Performance and Technical Polish
FromSoftware’s recent expansions have occasionally struggled with optimisation, but Nightreign arrives impressively stable. Performance in the massive underground chambers is smoother than expected, and lighting effects — crucial to the DLC’s identity — are handled brilliantly.
Enemy tracking can occasionally feel erratic in tight corridors, and a few texture pop-ins occur during rapid vertical transitions, but nothing detracts significantly from the experience.
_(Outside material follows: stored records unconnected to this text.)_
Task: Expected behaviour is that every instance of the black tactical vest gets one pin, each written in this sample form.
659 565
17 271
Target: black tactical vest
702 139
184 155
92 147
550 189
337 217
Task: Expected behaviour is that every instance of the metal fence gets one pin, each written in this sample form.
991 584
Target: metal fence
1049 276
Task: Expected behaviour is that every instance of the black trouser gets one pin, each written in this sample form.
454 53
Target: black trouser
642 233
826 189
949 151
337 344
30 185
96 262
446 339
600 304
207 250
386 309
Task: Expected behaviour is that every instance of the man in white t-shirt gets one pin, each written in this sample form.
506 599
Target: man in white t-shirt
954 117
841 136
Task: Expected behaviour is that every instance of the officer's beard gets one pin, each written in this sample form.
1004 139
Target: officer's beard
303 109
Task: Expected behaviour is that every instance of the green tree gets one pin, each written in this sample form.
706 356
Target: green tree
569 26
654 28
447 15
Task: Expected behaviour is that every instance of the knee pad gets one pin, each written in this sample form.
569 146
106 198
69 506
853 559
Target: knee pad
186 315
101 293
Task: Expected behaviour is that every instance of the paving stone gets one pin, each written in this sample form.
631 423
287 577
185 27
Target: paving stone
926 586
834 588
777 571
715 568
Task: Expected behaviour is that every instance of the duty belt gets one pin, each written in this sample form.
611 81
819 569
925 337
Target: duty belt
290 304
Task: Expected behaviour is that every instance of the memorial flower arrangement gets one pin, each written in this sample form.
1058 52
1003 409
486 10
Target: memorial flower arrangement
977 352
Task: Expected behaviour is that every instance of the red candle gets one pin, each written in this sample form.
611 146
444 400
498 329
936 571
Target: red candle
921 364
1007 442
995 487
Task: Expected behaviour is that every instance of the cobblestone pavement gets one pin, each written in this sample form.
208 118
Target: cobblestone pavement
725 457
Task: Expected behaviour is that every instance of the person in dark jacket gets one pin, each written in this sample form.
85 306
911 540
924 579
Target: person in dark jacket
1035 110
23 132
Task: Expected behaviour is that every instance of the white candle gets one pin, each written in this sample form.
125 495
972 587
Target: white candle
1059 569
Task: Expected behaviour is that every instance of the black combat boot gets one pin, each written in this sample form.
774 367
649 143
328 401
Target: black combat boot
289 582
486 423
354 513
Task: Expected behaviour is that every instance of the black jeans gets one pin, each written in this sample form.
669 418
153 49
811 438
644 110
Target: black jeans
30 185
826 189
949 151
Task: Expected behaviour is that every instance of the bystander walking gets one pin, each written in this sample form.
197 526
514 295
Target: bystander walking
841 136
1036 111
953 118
Verdict: A Masterful Descent Into Darkness
Elden Ring: Nightreign – The Forsaken Hollows is FromSoftware at its most uncompromising and atmospheric. It trades the vastness of the Lands Between for a tighter, more oppressive descent into forgotten history. It’s brutal. It’s beautiful. It’s suffocating in all the right ways. And it stands comfortably beside Artorias of the Abyss, The Old Hunters, and Shadow of the Erdtree as one of the studio’s finest expansions.
A haunting, meticulously crafted DLC that pushes Elden Ring’s combat, worldbuilding, and lore into thrilling new depths.